La CGUE, nella sua motivazione, ha rilevato che l’art. 55, par.1, del Regolamento (CE) n. 207/2009 (applicabile al caso di specie), prevede che il marchio dell’UE è ritenuto privo del suo status giuridico nei limiti in cui il titolare sia dichiarato decaduto dai suoi diritti a decorrere dalla data della domanda di decadenza o della domanda riconvenzionale; inoltre, su richiesta della parte, nella decisione può essere fissata una data anteriore in cui è sopravvenuta una delle cause di decadenza.

La CGUE ritiene dunque che sia da escludere che il termine del periodo quinquennale di mancata utilizzazione possa essere individuato con la data dell’ultima udienza di discussione del procedimento nazionale – momento rilevante ai fini del diritto tedesco per l’adozione della decisione del giudice – in quanto una tale ipotesi sarebbe considerata contraria con i generali scopi della decadenza previsti dallo stesso regolamento.

Sulla base di quanto previsto dall’art. 55, par.1, del Regolamento (CE) n. 207/2009, secondo la CGUE, è dalla data di proposizione della domanda riconvenzionale che dovrebbe valutarsi se sia giunto a conclusione il termine continuativo quinquennale di non utilizzazione, il quale rappresenta una delle circostanze che permettono di appurare la decadenza di cui all’art. 51, par.1, di tale regolamento.

Per la CGUE la domanda di accertamento del mancato uso effettivo di un marchio potrà essere validamente accolta unicamente nel caso in cui il mancato uso effettivo si sia verificato prima della proposizione della domanda giudiziale.

Secondo la CGUE, al fine di garantire identità di portata della tutela del marchio nei confini dell’Unione Europea, la fondatezza della domanda di decadenza non può essere ancorata alla durata del procedimento nazionale.

Nel contesto dell’ordinamento giuridico italiano è possibile ipotizzare che la questione trattata sarebbe stata decisa in conformità al principio espresso dalla CGUE.

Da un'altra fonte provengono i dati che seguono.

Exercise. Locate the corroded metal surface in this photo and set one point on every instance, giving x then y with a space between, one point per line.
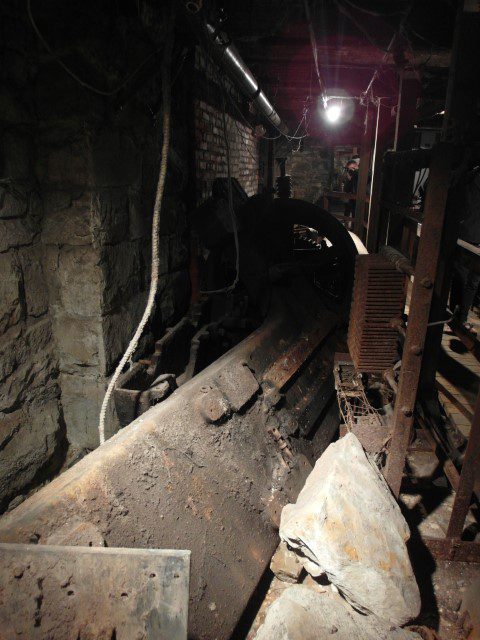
378 299
210 467
199 471
62 592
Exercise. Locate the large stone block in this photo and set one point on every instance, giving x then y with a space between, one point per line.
17 232
81 401
140 216
17 151
347 525
172 299
116 160
74 280
303 613
34 285
11 297
122 273
12 108
110 215
13 203
60 97
78 342
118 329
68 164
28 369
30 447
71 225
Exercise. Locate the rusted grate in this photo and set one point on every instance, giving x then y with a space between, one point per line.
378 298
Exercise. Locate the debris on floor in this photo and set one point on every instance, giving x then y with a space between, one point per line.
347 525
285 564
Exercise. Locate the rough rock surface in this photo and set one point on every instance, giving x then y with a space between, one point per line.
347 525
285 564
302 613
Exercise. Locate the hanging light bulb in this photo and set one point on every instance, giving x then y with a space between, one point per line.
333 113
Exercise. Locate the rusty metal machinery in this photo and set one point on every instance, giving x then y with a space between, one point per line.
378 301
210 467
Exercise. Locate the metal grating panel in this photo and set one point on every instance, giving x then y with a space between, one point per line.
378 297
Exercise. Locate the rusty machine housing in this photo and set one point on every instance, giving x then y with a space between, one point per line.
209 467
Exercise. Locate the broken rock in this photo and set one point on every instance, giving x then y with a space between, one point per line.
301 613
346 524
285 564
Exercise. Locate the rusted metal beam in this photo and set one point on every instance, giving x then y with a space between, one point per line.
200 471
290 362
425 274
454 550
366 154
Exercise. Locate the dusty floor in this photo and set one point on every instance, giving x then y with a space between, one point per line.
427 507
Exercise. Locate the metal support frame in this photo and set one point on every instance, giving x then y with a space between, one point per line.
376 186
367 147
425 273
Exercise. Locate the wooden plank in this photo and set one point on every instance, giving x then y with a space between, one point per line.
60 592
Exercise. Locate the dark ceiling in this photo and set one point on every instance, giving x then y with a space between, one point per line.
354 38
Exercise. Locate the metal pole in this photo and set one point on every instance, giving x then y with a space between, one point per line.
425 272
363 177
376 189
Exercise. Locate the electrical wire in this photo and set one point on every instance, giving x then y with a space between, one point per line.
313 43
370 12
400 29
359 25
166 102
72 74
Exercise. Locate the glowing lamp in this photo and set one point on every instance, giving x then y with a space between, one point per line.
333 113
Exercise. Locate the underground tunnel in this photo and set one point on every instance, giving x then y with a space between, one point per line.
239 365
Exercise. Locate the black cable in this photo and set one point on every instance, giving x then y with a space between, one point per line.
359 26
370 12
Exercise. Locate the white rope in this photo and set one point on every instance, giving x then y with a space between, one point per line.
166 99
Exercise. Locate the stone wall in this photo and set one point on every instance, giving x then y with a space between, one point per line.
310 168
78 177
32 429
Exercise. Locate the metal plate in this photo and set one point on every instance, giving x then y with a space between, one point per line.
82 593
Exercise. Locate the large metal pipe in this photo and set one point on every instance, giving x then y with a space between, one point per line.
227 56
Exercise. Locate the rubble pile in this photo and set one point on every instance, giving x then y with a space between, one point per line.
346 529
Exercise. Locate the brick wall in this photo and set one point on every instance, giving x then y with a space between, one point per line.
210 147
314 167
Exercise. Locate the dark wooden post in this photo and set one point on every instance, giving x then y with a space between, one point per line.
365 157
425 273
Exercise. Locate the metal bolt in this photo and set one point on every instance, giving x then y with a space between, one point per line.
427 283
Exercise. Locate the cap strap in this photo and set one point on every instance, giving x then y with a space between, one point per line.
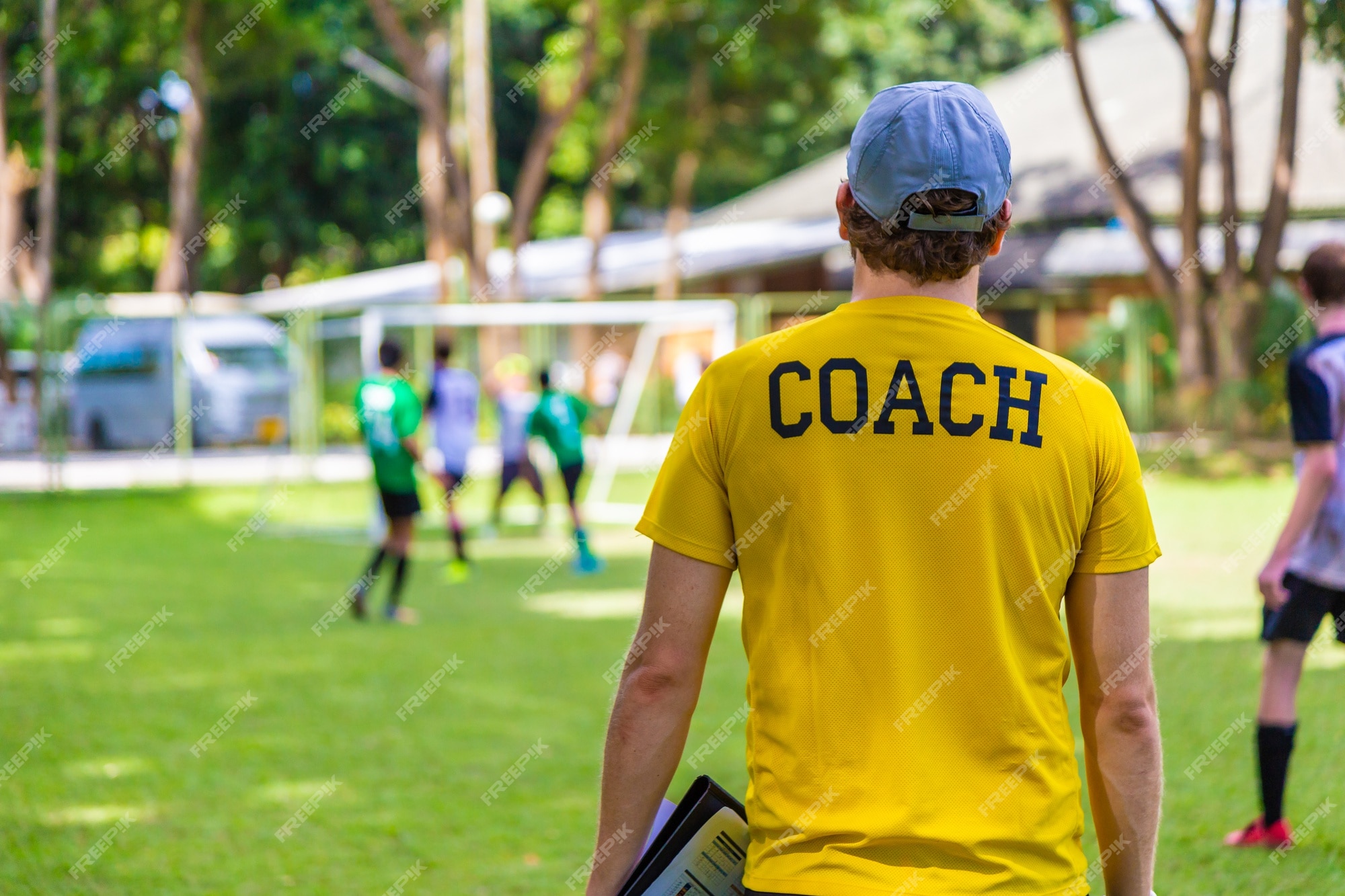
946 222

Va, infatti, considerato che la domanda giudiziale ha effetti sostanziali, conservativi e attributivi, in quanto diretti a far conseguire all’attore, laddove vittorioso, le stesse utilità che avrebbe conseguito ove il diritto fosse stato soddisfatto al momento stesso della domanda.

In altri termini, con la pronuncia a definizione del giudizio l’Autorità Giudiziaria considera la situazione sostanziale dedotta in giudizio per come esistente al momento della proposizione della domanda.

Nel caso di specie, pertanto, il dies ad quem per la determinazione del non uso su cui si fonda la domanda di decadenza del marchio sarebbe ragionevolmente stato individuato alla data di proposizione della relativa domanda giudiziale.

Registrare un marchio comunitario, pertanto, assicura al suo titolare una tutela piena ed ad ampio spettro che però non è incondizionata e sempiterna: il mancato uso effettivo, infatti, potrà condurlo inesorabilmente alla mannaia della decadenza.